Trying to sell young adults on the idea of health insurance before an upcoming deadline, Illinois officials announced they are launching an ad campaign with the satirical online newspaper The Onion.
Banner ads on The Onion website will depict a toy action figure with the words: “Man without health insurance is forced to sell action figures to pay medical bills.” The ads say: “Get Covered. Don’t sell your action figures.”
The Onion has run humorous news articles about President Barack Obama’s health law in the past. One headline read: “Nation recalls simpler time when health care system was broken beyond repair.”
Ad campaigns in other states have wooed young adults with humor. A nonprofit group in Colorado’s “Brosurance” ads featured young men with red plastic cups and a beer keg.
But no other state government has promoted coverage through The Onion, said Onion CEO Steve Hannah. The ads will be targeted to website visitors who are Illinois residents, he said.

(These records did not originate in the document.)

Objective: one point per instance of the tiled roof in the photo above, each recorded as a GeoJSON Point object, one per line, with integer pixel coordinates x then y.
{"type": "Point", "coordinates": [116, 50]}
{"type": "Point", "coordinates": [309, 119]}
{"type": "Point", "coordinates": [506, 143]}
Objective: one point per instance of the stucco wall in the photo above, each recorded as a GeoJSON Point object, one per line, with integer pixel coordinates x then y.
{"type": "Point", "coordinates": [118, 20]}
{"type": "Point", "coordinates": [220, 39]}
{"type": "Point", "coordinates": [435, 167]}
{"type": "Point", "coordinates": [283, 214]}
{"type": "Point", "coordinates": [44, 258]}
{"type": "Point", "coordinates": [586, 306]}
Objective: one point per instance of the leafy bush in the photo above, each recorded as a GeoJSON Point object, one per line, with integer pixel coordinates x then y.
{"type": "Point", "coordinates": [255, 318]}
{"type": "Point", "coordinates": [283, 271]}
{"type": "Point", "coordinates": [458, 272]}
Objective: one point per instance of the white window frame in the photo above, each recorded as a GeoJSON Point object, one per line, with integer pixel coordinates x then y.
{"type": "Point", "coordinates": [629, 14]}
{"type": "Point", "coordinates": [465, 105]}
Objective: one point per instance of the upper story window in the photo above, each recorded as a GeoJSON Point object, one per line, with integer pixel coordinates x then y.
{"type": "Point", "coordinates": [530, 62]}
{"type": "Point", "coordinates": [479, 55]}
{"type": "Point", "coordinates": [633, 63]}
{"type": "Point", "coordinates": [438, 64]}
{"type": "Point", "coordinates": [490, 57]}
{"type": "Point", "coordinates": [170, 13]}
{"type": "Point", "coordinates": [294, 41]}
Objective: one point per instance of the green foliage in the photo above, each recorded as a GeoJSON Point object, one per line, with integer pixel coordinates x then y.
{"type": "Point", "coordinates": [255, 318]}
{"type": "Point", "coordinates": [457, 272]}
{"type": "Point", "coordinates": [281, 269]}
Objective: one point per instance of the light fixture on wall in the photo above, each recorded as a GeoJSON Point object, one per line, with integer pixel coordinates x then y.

Jennifer Koehler, a state employee who is executive director of Get Covered Illinois, said nontraditional sources of news and entertainment are a strategic way to reach young, uninsured adults.
Healthy adults ages 26 to 34 are a crucial demographic to the health law’s success. Insurers need their participation to offset the costs of covering older, sicker Americans. But so far only 15 percent of the people who’ve enrolled in the new marketplace plans are in that target age group. The percentage is similar in Illinois, where a planned $33 million marketing campaign has included mostly traditional TV, radio and print advertising.
The Onion ads, which cost $150,000, are produced with Onion Labs, the creative services division of the satirical website. The Onion also will create a video, an editorial and a custom “news” section as the March 31 enrollment deadline nears.
“Get Covered Illinois understands their target demographic and is taking a creative approach to tailor a message to that audience that goes beyond traditional marketing,” said Mike McAvoy, president of Onion Inc., in a press release announcing the campaign.